There is a problem, it might be due to the settings of the halo lamp, but for an animation with 4900 frames I don’t think I should try to just render frames with pixel errors again without trying to understand why it happens in the first place!

Attachments


What would you use?
For this animation… I don’t know, I’ve delivered for my clients in every thing from Quicktime Sorenson to WMV, in all kinds of codecs. This is not the place to find the right codec for this type of content.

H.264: simply because up to now it is the best codec I know of, it is industry standard
I KNOW that the issues h264 has with content like this have been pointed out to you, but you still insist on trying to force it to do something that’s NOT WORKING. I could care less if it’s a standard - it means NOTHING!

I would be making tests with other codecs/wrappers to find one that did work. The errors you are showing me are SO small that I can’t believe they would be a problem with the correct codec/wrapper combo (web delivered) Perhaps encode to AVI JPG at 80% quality to “smooth” out the spots, and then re encode that.

At this point I feel you are just doing a technical exercise. Hopefully the halo lamp changes will get you where you want to go.

Pappy

no dots here. possibly hardware bug. renders ok on intel pc.

When I have a problem that I cannot solve, I just start eliminating/simplifying until the issue goes away.

I’ve gotten lines on renders when the camera is perfect right angle to a plane etc, jiggling the camera makes the lines go away. I assume they are divide by 0 or rounding error problems. A regular patter of dots sounds like a cumulative rounding error to me.

Looks like Ton is working on this…

"I made scene simpler… disable ray, disable composite, disable
everything… to only find out its the halo option for the spot
lamp.

The pixel error is extremely subtle too… but if you render
a halo layer only (disable ‘solid’ for renderlayer) you can see
it more clear.

Now the why…"

Possible workaround for now. Put your halo light on another render layer and blur it 2-3 pixels before combining it with the other layers. I did some tests that looked to work well on the “black dot” problem.

Pappy

This is interesting… I have a lot of shots where the camera is placed in a perfect right angle etc. to objects/a light or moves exactly through it’s centre.

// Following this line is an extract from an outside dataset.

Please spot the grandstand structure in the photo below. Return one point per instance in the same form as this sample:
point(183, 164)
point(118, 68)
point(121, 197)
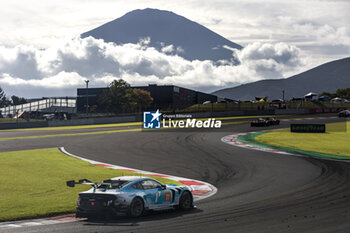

In some of those instances I get these errors (and in others not…). So I’ll also try to make some adjustments here so that it still looks symmetrical/in a perfect right angle (I need that for the visual style) but is in fact slightly off from it…

Ok, that’s a good idea and also sounds like a practical way of fixing similar errors in other instances where there seems to be no real explanation - now that I know that the halo lamp is what I need to watch out for it should be easier to work around this.

If I find any other workarounds worth mentioning I’ll post them of course to this thread - I have a feeling that sooner or later someone else will be in a similar situation - subtle errors like these can drive you nuts, they are hard to point out to others, hard to see when doing tests, but somehow show up in the final product just when you think you are almost done…

Good news - (bug) Status: Closed

Ton just wrote in the bug report:

“OK found the error, it was float versus double float problems… fix in cvs!”

yup, makes sense: cumulative rounding/truncation error causes pixels to be skipped.